从洞口钻出,纷飞的花蝴蝶正好环绕在他们跟前,美的像一幅画卷里的仙境。
张马毅惊呆了,“别有洞天,世外桃源,古人诚不欺我!”
他往水潭里一瞥,惊喜万分,“郡主,还有鱼,咱们不愁吃的了!”
突然,胆大的兔子竖起两个灰绒绒的耳朵,张马毅一惊一乍,“郡主,快看,有兔子!好肥的兔子!”
赵云宁笑道:“兔子算什么,我来的时候还看到了野鸡,那块儿山崖下还有人居住过的痕迹,遗留下了很多东西,食物被褥锅碗瓢盆应有尽有,咱们这段时间都不用发愁了。”
张马毅异常激动,“郡主就是福星降世啊!”
要没有点儿运气,怎能从三个山洞里,一下就选到能通往桃花源的秘境。
赵云宁笑了笑,“我要真是福星降世,就保佑我们顺利回到广陵吧。”
张马毅不由问:“王爷,不来接您吗?”
赵云宁道:“那也得有人能找到我们啊。”
张马毅瞬间就不说话了。
赵云宁砍了几根竹子,用床单做成帐帘,将里面的两个山洞隔离成隐私的空间。
突然,安安哭的上气不接下气,撕心裂肺的脸色通红。
张马毅慌张地哄他:“安安乖,安安臭,安安再哭就揍揍......”
赵云宁:“......”
赵云宁抱过安安,的确很臭,应该是拉了。
她打开孩子的包布,铺天盖地的烂鸡蛋味儿扑面而来,张马毅想躲,碍于赵云宁,硬着头皮站在一边儿观摩。
赵云宁打开尿布,那味儿更浓厚了,张马毅直接捏起了鼻子,反观墨哗,还跟没事儿人一样,让他不得不服。
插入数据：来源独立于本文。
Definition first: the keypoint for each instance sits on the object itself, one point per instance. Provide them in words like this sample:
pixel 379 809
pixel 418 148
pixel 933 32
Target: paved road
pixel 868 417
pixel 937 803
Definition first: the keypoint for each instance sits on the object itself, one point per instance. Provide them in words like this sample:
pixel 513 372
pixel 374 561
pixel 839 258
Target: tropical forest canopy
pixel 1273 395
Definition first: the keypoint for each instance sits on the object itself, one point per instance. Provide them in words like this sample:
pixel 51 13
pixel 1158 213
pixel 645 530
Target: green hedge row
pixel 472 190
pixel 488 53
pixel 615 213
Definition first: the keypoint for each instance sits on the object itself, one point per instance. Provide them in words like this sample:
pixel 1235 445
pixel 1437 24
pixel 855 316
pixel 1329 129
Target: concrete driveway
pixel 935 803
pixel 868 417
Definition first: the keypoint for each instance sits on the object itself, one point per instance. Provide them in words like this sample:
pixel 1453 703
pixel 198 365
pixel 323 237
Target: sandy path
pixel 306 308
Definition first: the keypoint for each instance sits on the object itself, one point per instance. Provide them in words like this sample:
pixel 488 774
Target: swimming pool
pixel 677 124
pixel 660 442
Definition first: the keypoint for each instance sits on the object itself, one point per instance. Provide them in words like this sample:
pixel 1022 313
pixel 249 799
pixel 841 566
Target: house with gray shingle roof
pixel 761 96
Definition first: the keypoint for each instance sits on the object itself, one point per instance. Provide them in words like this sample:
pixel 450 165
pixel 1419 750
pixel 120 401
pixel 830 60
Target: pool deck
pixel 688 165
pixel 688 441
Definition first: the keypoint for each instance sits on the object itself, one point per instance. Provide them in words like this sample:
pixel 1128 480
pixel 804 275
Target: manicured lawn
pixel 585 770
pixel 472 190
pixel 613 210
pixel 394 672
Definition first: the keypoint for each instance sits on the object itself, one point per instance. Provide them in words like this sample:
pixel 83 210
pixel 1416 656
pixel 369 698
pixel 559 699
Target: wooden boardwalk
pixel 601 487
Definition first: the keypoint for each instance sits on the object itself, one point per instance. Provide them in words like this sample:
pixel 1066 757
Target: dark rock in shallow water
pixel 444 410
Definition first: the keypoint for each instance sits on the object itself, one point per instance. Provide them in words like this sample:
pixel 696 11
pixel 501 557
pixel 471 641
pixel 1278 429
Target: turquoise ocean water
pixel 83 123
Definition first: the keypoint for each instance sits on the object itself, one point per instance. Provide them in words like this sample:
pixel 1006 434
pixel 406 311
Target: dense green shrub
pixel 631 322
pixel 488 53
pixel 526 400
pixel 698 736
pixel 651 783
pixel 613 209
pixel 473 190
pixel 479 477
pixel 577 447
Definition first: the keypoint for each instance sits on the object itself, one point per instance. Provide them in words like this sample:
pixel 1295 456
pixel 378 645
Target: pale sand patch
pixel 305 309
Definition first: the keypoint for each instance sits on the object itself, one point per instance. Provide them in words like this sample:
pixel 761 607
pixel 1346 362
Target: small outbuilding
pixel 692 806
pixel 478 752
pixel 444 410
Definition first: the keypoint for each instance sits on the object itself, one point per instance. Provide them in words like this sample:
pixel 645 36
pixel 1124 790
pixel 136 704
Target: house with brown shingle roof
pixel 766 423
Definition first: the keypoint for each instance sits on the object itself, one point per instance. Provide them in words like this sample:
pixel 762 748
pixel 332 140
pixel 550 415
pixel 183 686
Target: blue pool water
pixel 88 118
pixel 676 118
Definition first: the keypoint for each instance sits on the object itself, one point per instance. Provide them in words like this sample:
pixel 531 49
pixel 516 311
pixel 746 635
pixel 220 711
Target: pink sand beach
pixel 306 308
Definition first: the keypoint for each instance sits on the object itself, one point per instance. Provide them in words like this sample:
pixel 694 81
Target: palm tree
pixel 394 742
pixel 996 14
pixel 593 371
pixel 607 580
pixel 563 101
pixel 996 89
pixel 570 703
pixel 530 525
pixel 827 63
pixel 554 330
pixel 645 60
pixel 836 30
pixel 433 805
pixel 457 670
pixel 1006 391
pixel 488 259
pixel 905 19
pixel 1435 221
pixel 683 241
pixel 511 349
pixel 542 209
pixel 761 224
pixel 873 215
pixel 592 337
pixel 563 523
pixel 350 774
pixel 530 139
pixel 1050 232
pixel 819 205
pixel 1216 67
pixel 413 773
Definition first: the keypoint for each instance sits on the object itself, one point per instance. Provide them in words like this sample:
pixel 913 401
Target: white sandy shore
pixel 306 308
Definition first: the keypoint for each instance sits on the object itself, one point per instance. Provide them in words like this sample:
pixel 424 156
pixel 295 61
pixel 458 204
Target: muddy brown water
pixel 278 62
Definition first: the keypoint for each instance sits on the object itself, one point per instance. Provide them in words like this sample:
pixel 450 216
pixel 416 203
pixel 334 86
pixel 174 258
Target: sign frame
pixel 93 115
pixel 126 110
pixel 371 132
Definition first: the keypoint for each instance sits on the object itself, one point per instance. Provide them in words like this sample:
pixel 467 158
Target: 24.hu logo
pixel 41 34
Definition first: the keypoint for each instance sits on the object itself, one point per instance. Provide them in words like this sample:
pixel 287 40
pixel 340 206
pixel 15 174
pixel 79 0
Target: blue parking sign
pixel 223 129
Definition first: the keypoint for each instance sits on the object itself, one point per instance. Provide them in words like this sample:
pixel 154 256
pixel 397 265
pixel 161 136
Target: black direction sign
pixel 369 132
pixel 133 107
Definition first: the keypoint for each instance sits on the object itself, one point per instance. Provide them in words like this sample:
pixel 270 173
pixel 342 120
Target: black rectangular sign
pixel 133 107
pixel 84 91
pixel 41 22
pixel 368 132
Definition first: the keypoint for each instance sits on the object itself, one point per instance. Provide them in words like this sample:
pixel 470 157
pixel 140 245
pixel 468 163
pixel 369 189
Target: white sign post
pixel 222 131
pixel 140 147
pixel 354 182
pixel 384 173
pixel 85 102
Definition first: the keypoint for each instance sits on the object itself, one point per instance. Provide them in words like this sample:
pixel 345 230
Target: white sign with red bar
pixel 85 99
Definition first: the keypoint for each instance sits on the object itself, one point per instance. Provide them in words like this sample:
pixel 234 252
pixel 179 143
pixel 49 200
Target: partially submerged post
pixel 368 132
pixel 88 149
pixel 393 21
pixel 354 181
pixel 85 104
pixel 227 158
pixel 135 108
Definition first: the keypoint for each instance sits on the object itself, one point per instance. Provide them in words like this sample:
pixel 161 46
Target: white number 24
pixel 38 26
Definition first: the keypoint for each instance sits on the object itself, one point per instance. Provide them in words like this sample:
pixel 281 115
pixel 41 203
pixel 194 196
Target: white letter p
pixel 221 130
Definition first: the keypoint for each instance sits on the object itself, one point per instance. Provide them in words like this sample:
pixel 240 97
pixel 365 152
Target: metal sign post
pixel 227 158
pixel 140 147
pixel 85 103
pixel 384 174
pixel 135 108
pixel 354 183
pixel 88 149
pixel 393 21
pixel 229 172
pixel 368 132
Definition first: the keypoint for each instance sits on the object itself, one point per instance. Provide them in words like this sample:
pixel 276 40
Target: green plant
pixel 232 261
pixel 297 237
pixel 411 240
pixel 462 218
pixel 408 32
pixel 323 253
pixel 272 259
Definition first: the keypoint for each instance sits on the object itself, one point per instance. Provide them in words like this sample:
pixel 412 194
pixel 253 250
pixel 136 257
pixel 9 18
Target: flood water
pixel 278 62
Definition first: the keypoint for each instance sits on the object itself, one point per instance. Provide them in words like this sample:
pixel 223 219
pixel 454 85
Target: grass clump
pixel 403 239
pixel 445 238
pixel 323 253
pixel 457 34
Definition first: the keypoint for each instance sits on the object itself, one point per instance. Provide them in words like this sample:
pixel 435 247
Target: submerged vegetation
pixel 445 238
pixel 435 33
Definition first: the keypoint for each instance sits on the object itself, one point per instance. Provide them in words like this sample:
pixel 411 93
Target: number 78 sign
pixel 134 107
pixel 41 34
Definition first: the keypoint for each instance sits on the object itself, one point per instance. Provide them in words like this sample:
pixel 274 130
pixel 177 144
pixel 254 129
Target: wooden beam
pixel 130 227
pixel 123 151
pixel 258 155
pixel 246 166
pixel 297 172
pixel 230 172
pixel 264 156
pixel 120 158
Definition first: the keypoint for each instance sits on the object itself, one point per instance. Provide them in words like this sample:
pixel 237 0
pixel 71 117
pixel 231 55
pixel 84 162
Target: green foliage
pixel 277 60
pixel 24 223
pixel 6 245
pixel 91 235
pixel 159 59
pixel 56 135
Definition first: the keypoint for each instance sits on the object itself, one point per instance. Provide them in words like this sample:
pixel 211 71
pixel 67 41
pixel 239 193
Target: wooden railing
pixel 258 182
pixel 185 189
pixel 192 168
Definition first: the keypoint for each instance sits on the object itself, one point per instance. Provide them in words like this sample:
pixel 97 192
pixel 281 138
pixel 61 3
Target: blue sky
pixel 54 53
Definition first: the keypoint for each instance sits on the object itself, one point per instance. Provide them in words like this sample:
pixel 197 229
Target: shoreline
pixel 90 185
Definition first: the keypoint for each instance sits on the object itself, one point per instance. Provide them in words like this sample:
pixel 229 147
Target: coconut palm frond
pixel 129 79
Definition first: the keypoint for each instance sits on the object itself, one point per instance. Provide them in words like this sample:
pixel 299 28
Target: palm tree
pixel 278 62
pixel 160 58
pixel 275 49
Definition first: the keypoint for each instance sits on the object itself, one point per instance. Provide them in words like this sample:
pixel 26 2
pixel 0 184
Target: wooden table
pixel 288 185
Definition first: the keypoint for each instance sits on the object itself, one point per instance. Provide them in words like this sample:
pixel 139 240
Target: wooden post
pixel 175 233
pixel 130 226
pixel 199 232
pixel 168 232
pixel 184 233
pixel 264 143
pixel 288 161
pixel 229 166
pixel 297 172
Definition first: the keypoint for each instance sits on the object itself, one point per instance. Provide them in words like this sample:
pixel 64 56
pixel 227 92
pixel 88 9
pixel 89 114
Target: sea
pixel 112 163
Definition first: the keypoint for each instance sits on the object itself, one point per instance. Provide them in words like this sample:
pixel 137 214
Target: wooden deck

赵云宁看向张马毅,“好好学着,路上换尿布都交给你了。”
张马毅:“????”他一个大老爷们儿给羊挤奶就算了,居然还要给孩子换尿布!!!
赵云宁看他不服气:“你那三脚猫的功夫,胆子又小,不照顾孩子干什么?”
张马毅:“......”好像有点儿道理。
换完尿布,安安哼哼唧唧,不太舒服的样子。
赵云宁根据屎粑粑的情况判断,他应该是受凉拉肚子了。
小婴儿的脾胃最是脆弱了,稍有不慎,就会出大问题。
张马毅帮墨哗换湿衣,赵云宁趁机从空间里,用温水兑了点儿益生菌,悄悄给安安喂下。
没等安安好受些,张马毅便惊呼,“郡主,你相公烧起来了。”
赵云宁刚才就感觉墨哗体温有些高,闻言,把安安放进张马毅怀里,叮嘱道:“好好照顾,他要再哭,应该就是饿了,奶的温度不要太高,也不要呛到他,大概那个碗的量就够了,喝完记得抱他拍个嗝儿,记得一定要护住他的头,防止伤到腰椎。”
赵云宁说完,就去看顾墨哗了。
张马毅望着软乎乎的安安,欲哭无泪,他看都没有看过,根本就不会搞啊!!!
怎么办,他要是把将军的小公子喂死了,将军会不会灭了他全家。
嘤嘤嘤,他好难啊。
赵云宁掀开帐帘,墨哗的衣裳被张马毅脱到一半儿,满目疮痍的伤势,宛若精心雕琢又充满破败感的易碎品。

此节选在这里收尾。